Das Verhältnis zwischen Otto Rehhagel und mir hat sich erst im Laufe der Jahre zu einem besonderen entwickelt. Das erste Mal bin ich ihm Ende der Siebziger begegnet, als er Trainer in Dortmund war. Ich habe kleine Filmchen für die „ZDF-Drehscheibe“ gedreht, 800 Mark für drei Minuten 30, das war damals viel Geld. Rehhagel war noch nicht so unzugänglich den Medien gegenüber, wir waren beide junge Wilde, und ich durfte mit meinem Kamerateam zu ihm in Essen aufs Sofa. Später habe ich für die Sendung „Sport am Freitag“ von Freitagsspielen aus Bremen berichtet, wo Rehhagel mich Jörg Wontorra von Radio Bremen, zu dem er ein problematisches Verhältnis hatte, oft vorzog. Aber es hat 15 Jahre gedauert, bis er mir in der Nacht des Europapokaltriumphes von Werder im Mai 1992 das Du angeboten hat.
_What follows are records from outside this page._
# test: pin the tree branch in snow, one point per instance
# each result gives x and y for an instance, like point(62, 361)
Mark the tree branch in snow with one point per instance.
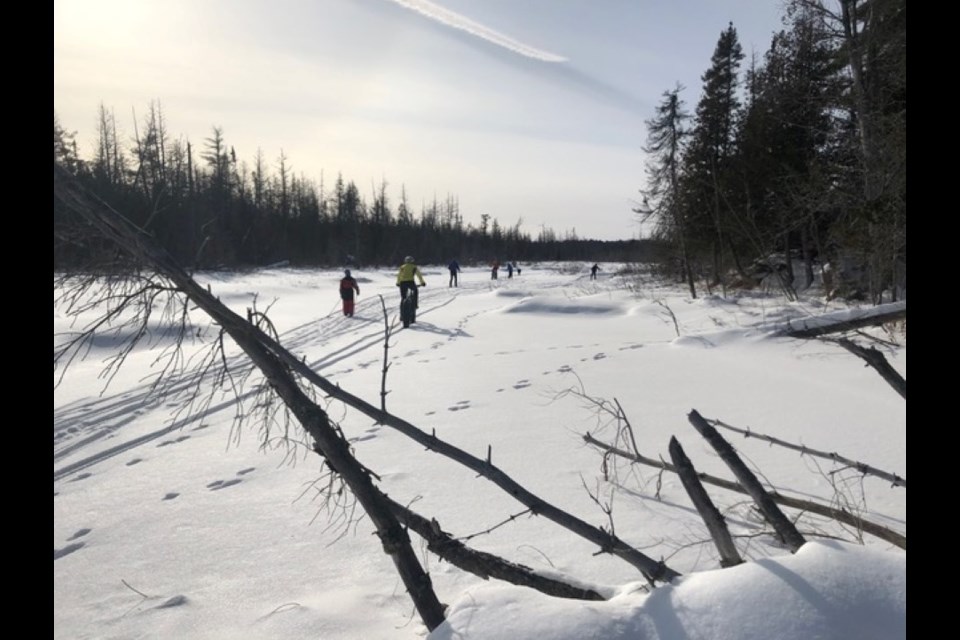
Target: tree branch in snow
point(729, 556)
point(876, 530)
point(894, 479)
point(875, 359)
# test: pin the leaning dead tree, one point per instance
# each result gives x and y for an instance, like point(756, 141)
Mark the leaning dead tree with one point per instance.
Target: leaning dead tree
point(284, 373)
point(625, 437)
point(864, 468)
point(846, 321)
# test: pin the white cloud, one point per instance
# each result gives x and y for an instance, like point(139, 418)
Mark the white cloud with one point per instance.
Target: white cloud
point(457, 21)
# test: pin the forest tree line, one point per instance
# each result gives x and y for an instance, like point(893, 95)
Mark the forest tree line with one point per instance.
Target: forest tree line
point(794, 158)
point(793, 162)
point(212, 211)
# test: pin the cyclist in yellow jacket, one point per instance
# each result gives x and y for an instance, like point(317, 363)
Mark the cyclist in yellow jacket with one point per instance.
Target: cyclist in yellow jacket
point(407, 276)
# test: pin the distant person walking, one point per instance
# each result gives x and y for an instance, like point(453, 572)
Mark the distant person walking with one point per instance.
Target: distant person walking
point(348, 287)
point(454, 267)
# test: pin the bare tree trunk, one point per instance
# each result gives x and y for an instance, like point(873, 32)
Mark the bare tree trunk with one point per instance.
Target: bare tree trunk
point(813, 327)
point(314, 420)
point(781, 524)
point(729, 556)
point(486, 565)
point(876, 360)
point(840, 515)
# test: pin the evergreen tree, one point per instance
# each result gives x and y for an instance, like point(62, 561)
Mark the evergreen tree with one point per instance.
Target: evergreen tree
point(665, 139)
point(706, 171)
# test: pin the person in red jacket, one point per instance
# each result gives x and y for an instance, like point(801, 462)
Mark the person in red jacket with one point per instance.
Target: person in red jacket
point(348, 287)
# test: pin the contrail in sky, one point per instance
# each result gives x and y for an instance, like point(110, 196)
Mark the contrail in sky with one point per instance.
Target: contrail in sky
point(457, 21)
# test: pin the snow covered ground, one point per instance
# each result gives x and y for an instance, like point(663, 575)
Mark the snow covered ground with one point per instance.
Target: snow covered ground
point(174, 523)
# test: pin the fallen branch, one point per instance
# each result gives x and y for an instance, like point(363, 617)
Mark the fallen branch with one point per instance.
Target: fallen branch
point(865, 469)
point(768, 507)
point(729, 556)
point(845, 517)
point(875, 359)
point(486, 565)
point(845, 321)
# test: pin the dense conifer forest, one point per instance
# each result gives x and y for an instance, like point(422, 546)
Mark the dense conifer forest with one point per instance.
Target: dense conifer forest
point(791, 163)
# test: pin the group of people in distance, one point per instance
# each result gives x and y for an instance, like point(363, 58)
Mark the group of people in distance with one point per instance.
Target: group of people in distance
point(407, 278)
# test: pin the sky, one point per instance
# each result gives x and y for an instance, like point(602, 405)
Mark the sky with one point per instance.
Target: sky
point(178, 524)
point(529, 112)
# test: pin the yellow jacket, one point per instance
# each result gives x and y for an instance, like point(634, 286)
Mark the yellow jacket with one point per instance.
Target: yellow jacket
point(408, 271)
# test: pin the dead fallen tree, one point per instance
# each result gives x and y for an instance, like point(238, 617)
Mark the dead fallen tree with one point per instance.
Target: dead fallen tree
point(711, 516)
point(866, 469)
point(875, 359)
point(842, 321)
point(785, 529)
point(282, 371)
point(840, 515)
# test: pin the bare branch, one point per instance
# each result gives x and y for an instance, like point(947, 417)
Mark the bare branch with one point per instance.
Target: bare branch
point(894, 479)
point(729, 556)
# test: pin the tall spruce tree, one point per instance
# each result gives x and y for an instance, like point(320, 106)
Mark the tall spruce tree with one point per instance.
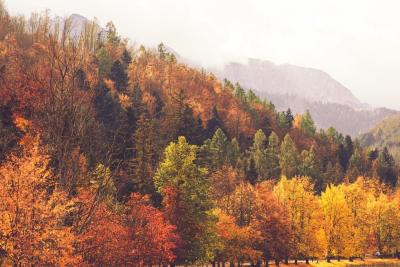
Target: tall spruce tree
point(272, 153)
point(289, 157)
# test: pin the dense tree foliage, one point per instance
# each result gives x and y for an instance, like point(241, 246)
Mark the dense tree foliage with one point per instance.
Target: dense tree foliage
point(112, 155)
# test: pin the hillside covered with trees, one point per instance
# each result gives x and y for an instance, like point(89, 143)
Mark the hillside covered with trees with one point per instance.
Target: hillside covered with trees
point(112, 155)
point(385, 134)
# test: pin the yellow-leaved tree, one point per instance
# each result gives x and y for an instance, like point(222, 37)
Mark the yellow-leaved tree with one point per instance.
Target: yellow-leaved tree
point(357, 197)
point(385, 216)
point(337, 222)
point(304, 216)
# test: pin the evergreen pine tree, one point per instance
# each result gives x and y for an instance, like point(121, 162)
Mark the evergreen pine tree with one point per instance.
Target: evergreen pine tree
point(289, 157)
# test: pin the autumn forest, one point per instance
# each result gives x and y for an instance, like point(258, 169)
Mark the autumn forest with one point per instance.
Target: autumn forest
point(117, 155)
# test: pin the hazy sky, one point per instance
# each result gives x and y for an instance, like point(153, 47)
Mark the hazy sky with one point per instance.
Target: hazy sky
point(356, 41)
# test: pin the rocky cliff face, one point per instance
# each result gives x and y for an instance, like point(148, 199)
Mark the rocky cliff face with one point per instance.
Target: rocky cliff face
point(299, 88)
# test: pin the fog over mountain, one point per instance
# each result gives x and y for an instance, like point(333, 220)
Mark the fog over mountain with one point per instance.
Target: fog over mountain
point(300, 88)
point(289, 86)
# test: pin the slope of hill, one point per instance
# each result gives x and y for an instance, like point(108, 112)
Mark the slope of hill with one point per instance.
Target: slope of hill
point(311, 84)
point(330, 103)
point(384, 134)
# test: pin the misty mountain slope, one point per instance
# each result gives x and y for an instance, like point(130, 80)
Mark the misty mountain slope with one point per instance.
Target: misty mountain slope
point(384, 134)
point(311, 84)
point(299, 88)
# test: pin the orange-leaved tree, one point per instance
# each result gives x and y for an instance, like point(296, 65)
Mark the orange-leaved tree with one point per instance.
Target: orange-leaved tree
point(32, 211)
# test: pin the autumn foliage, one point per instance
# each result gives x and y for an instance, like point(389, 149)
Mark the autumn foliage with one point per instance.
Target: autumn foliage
point(113, 155)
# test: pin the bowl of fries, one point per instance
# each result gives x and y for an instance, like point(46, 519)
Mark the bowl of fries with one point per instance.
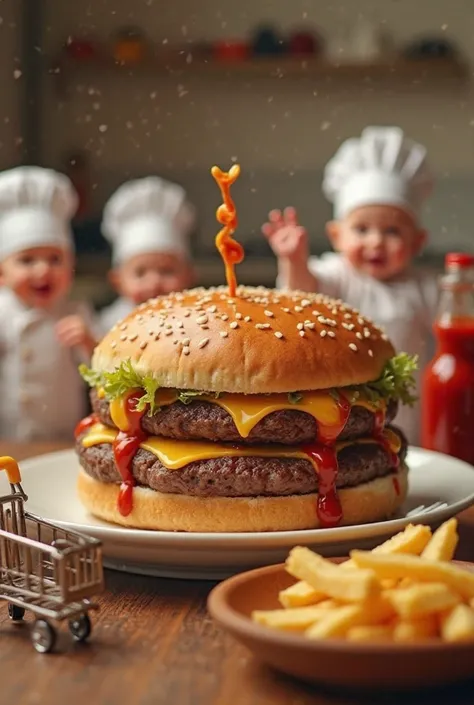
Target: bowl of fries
point(399, 616)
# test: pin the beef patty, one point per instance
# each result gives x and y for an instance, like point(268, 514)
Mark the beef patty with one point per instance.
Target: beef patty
point(241, 476)
point(207, 421)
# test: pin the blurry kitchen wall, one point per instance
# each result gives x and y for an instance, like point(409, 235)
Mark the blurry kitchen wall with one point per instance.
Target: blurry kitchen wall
point(10, 77)
point(282, 131)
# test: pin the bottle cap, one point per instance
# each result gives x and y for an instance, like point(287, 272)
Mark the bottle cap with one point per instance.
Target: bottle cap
point(462, 260)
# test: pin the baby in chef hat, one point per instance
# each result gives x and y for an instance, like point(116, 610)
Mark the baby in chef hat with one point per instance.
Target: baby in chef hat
point(377, 184)
point(43, 336)
point(148, 222)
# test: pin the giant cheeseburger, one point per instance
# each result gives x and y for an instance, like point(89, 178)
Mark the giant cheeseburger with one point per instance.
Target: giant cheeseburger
point(261, 411)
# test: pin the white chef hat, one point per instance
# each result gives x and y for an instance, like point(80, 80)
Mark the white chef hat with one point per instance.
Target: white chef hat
point(36, 207)
point(381, 167)
point(147, 215)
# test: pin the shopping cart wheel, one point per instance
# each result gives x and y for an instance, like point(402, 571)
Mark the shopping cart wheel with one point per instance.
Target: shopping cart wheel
point(80, 627)
point(43, 636)
point(15, 613)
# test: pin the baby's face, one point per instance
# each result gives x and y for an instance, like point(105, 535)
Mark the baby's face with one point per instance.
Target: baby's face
point(152, 274)
point(380, 241)
point(39, 276)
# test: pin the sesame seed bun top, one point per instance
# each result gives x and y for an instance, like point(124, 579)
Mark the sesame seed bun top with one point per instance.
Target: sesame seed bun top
point(261, 341)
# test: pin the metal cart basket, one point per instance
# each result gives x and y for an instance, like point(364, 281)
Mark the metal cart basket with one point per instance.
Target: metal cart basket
point(44, 568)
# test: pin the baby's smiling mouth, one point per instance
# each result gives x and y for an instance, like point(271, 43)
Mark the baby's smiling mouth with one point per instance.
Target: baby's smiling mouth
point(42, 289)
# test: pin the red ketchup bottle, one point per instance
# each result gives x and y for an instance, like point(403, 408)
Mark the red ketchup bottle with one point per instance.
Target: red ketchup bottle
point(448, 382)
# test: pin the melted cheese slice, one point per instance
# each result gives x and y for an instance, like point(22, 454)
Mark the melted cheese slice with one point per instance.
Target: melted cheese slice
point(247, 410)
point(176, 454)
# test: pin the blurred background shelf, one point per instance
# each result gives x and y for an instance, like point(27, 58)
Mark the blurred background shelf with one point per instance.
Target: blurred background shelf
point(436, 72)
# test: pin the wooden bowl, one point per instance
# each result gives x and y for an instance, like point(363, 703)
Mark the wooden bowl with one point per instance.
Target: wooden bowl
point(331, 662)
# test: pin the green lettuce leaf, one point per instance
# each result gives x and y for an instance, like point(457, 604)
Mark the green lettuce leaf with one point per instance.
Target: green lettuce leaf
point(396, 381)
point(295, 397)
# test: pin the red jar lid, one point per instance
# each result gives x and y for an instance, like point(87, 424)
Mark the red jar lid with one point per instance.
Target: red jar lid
point(459, 259)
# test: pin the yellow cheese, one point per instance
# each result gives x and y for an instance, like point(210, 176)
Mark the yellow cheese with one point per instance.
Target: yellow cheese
point(176, 454)
point(247, 410)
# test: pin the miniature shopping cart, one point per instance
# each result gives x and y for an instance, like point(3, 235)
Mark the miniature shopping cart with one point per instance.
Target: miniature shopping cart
point(44, 568)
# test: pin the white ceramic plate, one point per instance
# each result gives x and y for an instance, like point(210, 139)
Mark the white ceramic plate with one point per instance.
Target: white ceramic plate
point(440, 487)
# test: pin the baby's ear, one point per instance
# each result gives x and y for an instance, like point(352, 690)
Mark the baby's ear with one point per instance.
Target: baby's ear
point(333, 229)
point(419, 241)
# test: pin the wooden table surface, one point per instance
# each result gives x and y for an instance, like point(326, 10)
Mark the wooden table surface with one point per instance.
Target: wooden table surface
point(153, 643)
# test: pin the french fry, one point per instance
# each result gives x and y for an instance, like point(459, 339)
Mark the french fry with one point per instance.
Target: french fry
point(413, 540)
point(324, 576)
point(416, 629)
point(377, 632)
point(296, 619)
point(416, 568)
point(443, 542)
point(299, 595)
point(420, 600)
point(458, 625)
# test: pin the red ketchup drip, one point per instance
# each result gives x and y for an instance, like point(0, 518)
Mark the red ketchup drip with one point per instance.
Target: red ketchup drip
point(325, 459)
point(378, 433)
point(85, 424)
point(323, 456)
point(125, 446)
point(328, 434)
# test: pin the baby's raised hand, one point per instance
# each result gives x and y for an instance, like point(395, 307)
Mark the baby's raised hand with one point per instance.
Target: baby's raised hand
point(72, 331)
point(286, 237)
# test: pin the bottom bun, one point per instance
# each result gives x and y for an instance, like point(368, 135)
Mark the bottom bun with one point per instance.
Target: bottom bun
point(372, 501)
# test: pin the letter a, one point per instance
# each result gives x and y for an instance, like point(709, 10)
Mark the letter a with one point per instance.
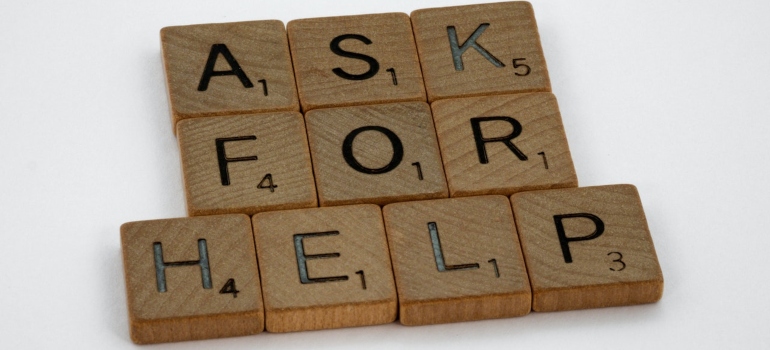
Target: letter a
point(235, 68)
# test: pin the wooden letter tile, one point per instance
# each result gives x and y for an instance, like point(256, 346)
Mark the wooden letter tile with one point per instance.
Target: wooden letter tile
point(191, 278)
point(227, 69)
point(480, 50)
point(355, 60)
point(375, 154)
point(246, 164)
point(325, 268)
point(503, 144)
point(587, 248)
point(456, 260)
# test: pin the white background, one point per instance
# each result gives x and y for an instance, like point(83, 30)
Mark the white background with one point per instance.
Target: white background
point(672, 96)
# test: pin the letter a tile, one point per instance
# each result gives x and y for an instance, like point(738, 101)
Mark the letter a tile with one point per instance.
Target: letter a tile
point(246, 164)
point(375, 154)
point(191, 278)
point(503, 144)
point(227, 69)
point(355, 60)
point(587, 247)
point(480, 50)
point(456, 260)
point(325, 268)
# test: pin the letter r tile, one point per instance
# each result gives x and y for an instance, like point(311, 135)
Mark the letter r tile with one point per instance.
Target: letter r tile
point(325, 268)
point(246, 163)
point(503, 144)
point(228, 68)
point(355, 60)
point(191, 278)
point(478, 50)
point(587, 247)
point(456, 259)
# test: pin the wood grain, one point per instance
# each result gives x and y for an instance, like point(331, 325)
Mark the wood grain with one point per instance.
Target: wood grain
point(391, 46)
point(511, 34)
point(278, 142)
point(472, 230)
point(541, 141)
point(187, 310)
point(616, 267)
point(359, 240)
point(340, 183)
point(261, 50)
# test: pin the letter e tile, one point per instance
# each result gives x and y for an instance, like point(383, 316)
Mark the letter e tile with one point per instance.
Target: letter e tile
point(325, 268)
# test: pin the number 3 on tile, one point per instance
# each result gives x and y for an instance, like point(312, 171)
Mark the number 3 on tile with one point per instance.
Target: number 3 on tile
point(267, 182)
point(618, 260)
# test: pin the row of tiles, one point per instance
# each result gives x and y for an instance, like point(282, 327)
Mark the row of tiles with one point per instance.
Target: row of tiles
point(376, 154)
point(423, 262)
point(439, 53)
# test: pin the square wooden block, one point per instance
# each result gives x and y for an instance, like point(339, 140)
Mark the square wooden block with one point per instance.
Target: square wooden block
point(325, 268)
point(456, 260)
point(191, 278)
point(375, 154)
point(355, 60)
point(503, 144)
point(480, 50)
point(587, 247)
point(227, 69)
point(246, 164)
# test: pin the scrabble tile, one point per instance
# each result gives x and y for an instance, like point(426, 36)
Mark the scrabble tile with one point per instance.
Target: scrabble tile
point(246, 164)
point(587, 248)
point(227, 69)
point(355, 60)
point(503, 144)
point(375, 154)
point(456, 259)
point(191, 278)
point(325, 268)
point(480, 50)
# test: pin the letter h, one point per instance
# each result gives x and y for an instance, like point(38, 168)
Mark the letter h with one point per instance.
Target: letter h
point(160, 265)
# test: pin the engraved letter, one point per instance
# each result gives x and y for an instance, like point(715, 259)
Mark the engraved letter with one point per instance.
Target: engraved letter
point(458, 50)
point(506, 140)
point(222, 157)
point(374, 66)
point(235, 68)
point(302, 258)
point(398, 150)
point(160, 265)
point(438, 253)
point(564, 240)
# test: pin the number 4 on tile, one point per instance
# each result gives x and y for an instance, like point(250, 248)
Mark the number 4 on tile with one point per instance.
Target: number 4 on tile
point(267, 182)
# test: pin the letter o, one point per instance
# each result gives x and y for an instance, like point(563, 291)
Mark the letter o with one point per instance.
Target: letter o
point(398, 150)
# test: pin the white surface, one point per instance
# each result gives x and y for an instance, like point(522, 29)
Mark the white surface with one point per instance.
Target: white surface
point(671, 97)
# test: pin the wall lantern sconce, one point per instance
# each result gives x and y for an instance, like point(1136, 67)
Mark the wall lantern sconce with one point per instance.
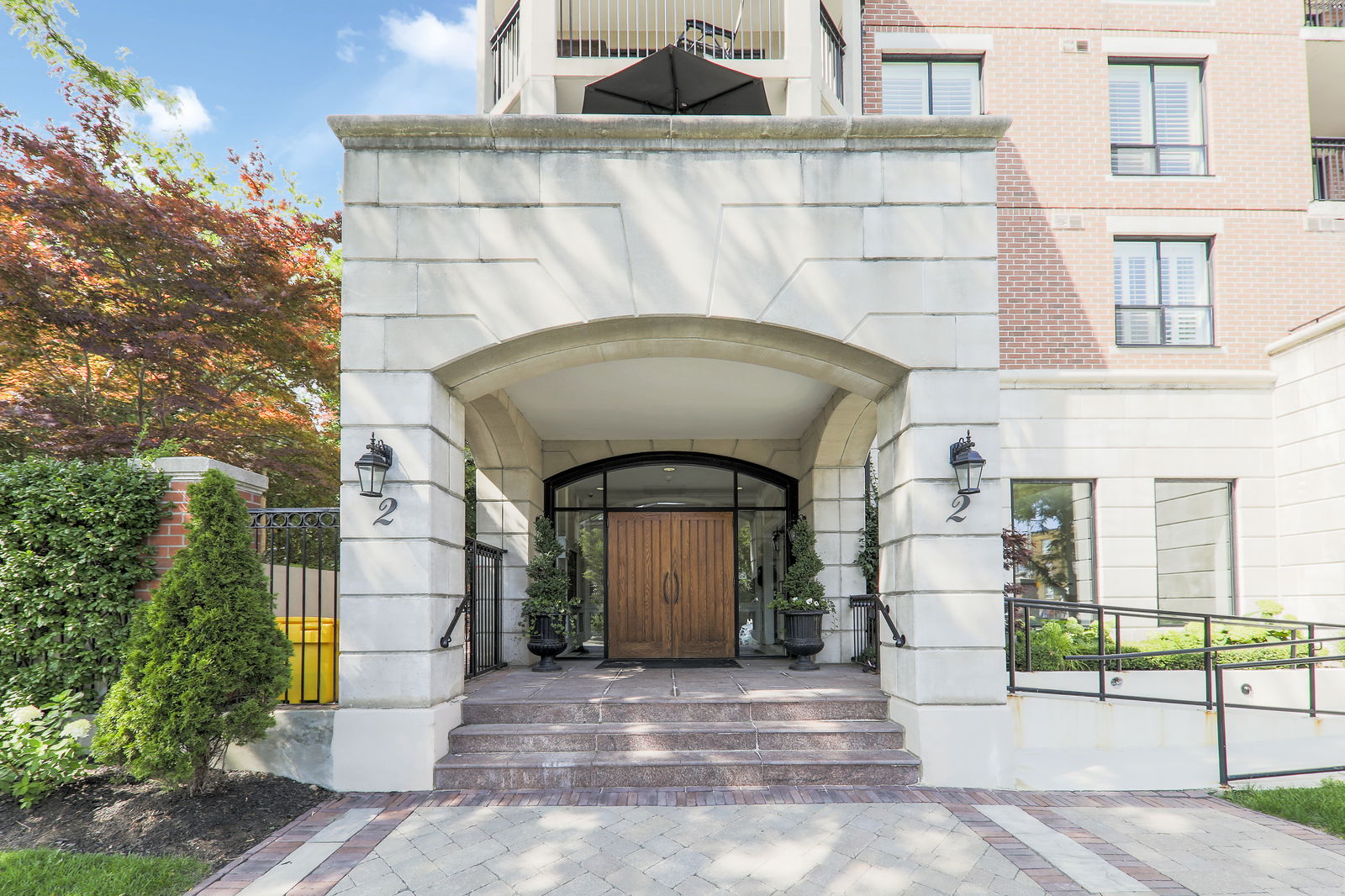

„At first he’s my friend, then he’s my coach“
Viele fragen sich, was das Geheimnis von Otto Rehhagel ist. Nun, alles hängt davon ab, ob sein jeweiliger Vorgesetzter ihm vertraut und ihn machen lässt. Das war bei Dr. Franz Böhmert in Bremen so, bei Atze Friedrich in Kaiserslautern und auch beim griechischen Verbandspräsidenten Gagatsis. Rehhagel ist für seine Spieler eine Vaterfigur. Gestandene Leute von Bratseth über Burgsmüller bis Dellas haben Tränen in den Augen, wenn er sich von ihnen verabschiedet. Dellas hat nach dem Endspiel zu mir gesagt: „At first he’s my friend, then he’s my coach.“ Aber natürlich kann man mit einem Zusammengehörigkeitsgefühl allein nicht die Fußballwelt aus den Angeln heben. Hinzu kommt eine Taktik, von der viele sagen, sie sei veraltet. Rehhagel lässt immer noch wie in Bremen spielen: über die Flügel hoch in die Mitte, und hinten zwei baumlange Kerls. Doch wie kann eine Taktik veraltet sein, mit der man die angeblich so zauberhaften Portugiesen zweimal in ihrem eigenen Land schlägt?
Eigentlich hätte Otto direkt nach dem EM-Triumph aufhören müssen, aber er ging lieber wieder den schweren Weg. Ich war mir sicher, dass Griechenland nicht noch einmal so furios aufspielen würde. Doch manchmal dachte ich, Otto Rehhagel könnte sich auch mit den Fidschi-Inseln für die Weltmeisterschaft qualifizieren.